Tout en travaillant, Harbert et Pencroff causaient.
«Peut-être, disait Harbert, nos compagnons auront-ils trouvé une meilleure installation que la nôtre?
— C'est possible, répondait le marin, mais, dans le doute, ne t'abstiens pas! Mieux vaut une corde de trop à son arc que pas du tout de corde!
— Ah! répétait Harbert, qu'ils ramènent M Smith, qu'ils le retrouvent, et nous n'aurons plus qu'à remercier le ciel!
— Oui! murmurait Pencroff. C'était un homme celui-là, et un vrai!
— C'était... dit Harbert. Est-ce que tu désespères de le revoir jamais?
— Dieu m'en garde!» répondit le marin.
Le travail d'appropriation fut rapidement exécuté, et Pencroff s'en déclara très satisfait.
«Maintenant, dit-il, nos amis peuvent revenir. Ils trouveront un abri suffisant.»
Restait à établir le foyer et à préparer le repas.
Besogne simple et facile, en vérité. De larges pierres plates furent disposées au fond du premier couloir de gauche, à l'orifice de l'étroit boyau qui avait été réservé. Ce que la fumée n'entraînerait pas de chaleur au dehors suffirait évidemment à maintenir une température convenable au dedans. La provision de bois fut emmagasinée dans l'une des chambres, et le marin plaça sur les pierres du foyer quelques bûches, entremêlées de menu bois.
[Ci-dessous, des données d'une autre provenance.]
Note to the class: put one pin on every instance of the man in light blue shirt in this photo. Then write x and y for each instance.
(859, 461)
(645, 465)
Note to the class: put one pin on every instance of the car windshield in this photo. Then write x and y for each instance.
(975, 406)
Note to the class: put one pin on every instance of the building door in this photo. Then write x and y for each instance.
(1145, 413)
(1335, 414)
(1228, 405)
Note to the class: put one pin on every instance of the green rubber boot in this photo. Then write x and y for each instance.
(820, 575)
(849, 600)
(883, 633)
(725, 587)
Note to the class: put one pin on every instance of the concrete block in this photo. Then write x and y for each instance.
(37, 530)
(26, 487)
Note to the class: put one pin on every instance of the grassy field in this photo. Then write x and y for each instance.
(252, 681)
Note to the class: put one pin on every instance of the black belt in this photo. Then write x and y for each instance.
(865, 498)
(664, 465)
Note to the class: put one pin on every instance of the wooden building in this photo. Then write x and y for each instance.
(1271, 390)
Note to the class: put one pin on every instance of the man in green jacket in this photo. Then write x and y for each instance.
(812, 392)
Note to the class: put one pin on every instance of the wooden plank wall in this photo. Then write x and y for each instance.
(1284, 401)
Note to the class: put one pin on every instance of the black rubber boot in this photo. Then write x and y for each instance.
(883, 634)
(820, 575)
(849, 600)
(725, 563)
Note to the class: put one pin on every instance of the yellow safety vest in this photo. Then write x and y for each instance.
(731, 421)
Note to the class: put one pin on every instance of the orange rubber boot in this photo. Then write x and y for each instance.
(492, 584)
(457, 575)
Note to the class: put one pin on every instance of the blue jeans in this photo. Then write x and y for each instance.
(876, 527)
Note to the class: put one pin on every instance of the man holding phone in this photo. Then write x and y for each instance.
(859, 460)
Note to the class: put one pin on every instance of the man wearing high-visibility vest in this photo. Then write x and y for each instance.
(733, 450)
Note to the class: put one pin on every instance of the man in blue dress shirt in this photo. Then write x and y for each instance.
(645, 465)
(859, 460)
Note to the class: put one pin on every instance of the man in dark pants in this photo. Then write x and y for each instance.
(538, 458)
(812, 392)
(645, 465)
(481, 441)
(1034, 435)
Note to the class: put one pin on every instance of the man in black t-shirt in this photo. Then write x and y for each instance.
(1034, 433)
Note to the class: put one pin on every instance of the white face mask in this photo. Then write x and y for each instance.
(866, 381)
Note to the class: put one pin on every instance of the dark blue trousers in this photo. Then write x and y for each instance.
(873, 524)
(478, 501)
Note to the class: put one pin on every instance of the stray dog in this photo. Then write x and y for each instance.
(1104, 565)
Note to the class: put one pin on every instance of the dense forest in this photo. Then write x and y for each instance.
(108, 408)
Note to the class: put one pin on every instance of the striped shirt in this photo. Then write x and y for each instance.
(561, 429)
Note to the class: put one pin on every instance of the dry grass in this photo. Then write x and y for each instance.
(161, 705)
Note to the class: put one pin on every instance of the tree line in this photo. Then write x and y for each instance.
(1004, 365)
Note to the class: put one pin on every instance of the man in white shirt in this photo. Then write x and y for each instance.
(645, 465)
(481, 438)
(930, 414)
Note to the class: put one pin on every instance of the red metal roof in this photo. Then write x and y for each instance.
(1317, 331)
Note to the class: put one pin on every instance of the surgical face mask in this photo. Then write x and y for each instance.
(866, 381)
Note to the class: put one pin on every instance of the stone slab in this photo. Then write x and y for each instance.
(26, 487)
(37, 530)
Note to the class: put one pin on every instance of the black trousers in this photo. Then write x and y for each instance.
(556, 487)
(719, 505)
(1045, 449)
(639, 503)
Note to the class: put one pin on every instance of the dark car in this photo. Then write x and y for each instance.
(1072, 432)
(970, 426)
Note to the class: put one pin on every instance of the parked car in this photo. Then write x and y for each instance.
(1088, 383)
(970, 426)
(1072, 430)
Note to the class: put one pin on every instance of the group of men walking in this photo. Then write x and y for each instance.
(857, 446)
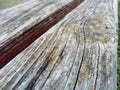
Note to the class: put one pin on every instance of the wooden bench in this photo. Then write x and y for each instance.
(77, 53)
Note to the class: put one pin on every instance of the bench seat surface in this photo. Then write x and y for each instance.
(78, 53)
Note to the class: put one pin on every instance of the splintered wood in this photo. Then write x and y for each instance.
(78, 53)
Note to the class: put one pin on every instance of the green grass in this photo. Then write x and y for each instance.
(9, 3)
(118, 66)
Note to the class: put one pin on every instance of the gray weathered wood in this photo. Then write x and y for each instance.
(78, 53)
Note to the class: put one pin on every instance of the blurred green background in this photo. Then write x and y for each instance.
(9, 3)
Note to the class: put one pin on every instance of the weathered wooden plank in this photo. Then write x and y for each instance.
(78, 53)
(18, 28)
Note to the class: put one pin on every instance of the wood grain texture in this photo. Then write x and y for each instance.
(78, 53)
(20, 32)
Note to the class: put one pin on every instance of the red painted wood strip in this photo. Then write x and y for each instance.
(14, 47)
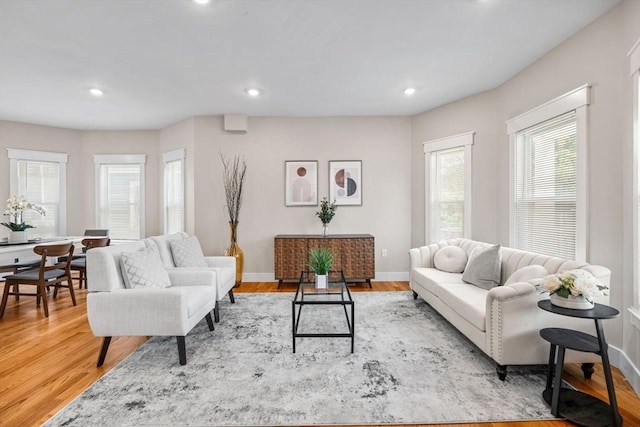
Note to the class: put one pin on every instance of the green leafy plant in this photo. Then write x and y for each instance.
(320, 260)
(327, 210)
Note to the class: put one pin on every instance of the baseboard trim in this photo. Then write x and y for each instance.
(619, 359)
(381, 276)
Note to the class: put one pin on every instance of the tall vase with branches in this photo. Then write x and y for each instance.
(234, 172)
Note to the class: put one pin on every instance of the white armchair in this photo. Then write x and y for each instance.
(224, 266)
(114, 309)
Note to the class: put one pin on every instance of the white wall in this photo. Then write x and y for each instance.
(382, 143)
(597, 55)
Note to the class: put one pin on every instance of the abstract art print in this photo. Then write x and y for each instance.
(301, 183)
(345, 182)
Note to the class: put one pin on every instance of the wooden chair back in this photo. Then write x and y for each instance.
(62, 250)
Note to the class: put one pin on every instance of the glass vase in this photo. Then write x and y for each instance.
(235, 251)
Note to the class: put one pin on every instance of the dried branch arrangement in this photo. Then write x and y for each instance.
(234, 172)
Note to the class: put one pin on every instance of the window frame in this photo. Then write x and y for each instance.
(466, 141)
(170, 157)
(576, 100)
(634, 71)
(121, 159)
(15, 155)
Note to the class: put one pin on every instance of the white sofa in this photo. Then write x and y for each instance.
(224, 267)
(114, 309)
(504, 321)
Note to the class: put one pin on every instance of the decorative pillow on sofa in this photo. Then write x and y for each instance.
(144, 269)
(483, 268)
(527, 274)
(187, 252)
(451, 259)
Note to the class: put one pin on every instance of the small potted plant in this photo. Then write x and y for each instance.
(320, 261)
(326, 213)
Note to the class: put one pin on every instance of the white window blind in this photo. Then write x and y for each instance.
(447, 194)
(120, 198)
(174, 196)
(546, 187)
(39, 183)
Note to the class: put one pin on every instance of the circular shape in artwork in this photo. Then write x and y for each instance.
(339, 178)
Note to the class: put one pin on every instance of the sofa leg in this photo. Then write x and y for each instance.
(587, 370)
(210, 322)
(502, 372)
(182, 350)
(103, 351)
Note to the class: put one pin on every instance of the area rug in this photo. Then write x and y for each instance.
(409, 366)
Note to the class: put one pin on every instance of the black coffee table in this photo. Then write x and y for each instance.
(336, 293)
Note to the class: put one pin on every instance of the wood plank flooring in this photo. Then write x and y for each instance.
(46, 362)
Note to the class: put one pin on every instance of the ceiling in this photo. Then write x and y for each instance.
(161, 61)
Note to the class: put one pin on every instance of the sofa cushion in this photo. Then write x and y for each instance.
(530, 273)
(187, 252)
(144, 269)
(450, 258)
(431, 278)
(483, 268)
(469, 301)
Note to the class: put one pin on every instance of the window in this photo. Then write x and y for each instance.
(120, 195)
(548, 177)
(448, 183)
(174, 191)
(40, 177)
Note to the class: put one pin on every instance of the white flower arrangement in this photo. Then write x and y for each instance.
(574, 282)
(16, 205)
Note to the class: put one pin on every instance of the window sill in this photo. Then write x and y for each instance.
(635, 316)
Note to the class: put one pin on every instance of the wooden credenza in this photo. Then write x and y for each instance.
(354, 254)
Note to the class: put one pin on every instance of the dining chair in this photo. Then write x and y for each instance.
(80, 264)
(50, 273)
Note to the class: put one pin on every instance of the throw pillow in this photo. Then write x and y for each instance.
(451, 259)
(527, 274)
(483, 269)
(144, 269)
(187, 252)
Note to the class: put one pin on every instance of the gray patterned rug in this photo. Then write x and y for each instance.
(409, 366)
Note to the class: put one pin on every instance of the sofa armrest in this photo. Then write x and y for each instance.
(221, 261)
(192, 276)
(149, 311)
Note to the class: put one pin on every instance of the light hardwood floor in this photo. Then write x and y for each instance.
(46, 362)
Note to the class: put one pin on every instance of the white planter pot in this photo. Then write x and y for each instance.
(321, 281)
(576, 303)
(18, 237)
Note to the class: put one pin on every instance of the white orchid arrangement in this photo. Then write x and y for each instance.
(16, 205)
(574, 282)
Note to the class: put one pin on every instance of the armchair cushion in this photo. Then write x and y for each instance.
(144, 269)
(483, 269)
(187, 252)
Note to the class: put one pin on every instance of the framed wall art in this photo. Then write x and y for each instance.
(345, 182)
(301, 183)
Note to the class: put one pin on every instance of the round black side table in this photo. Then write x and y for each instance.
(581, 408)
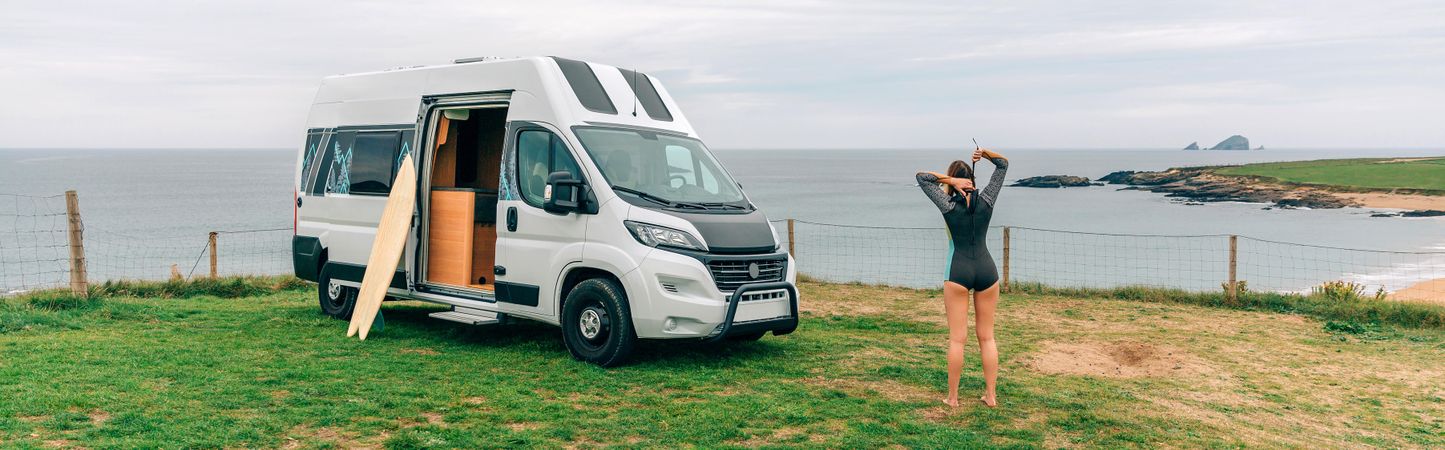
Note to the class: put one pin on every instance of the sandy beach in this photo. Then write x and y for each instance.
(1400, 201)
(1425, 291)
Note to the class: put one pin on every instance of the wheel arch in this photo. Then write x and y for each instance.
(575, 275)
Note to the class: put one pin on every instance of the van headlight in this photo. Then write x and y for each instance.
(652, 236)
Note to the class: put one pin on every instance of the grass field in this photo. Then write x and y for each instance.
(1369, 174)
(179, 369)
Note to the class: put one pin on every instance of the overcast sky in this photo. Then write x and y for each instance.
(759, 74)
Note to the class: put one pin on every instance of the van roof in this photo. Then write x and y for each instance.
(542, 88)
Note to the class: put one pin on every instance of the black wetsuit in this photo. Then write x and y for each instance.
(970, 264)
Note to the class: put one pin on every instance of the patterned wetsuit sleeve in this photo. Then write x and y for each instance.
(990, 193)
(929, 184)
Le marin s'occupait de ce travail, quand Harbert lui demanda s'il avait des allumettes.
«Certainement, répondit Pencroff, et j'ajouterai: Heureusement, car, sans allumettes ou sans amadou, nous serions fort embarrassés!
— Nous pourrions toujours faire du feu comme les sauvages, répondit Harbert, en frottant deux morceaux de bois secs l'un contre l'autre?
— Eh bien! essayez, mon garçon, et nous verrons si vous arriverez à autre chose qu'à vous rompre les bras!
— Cependant, c'est un procédé très simple et très usité dans les îles du Pacifique.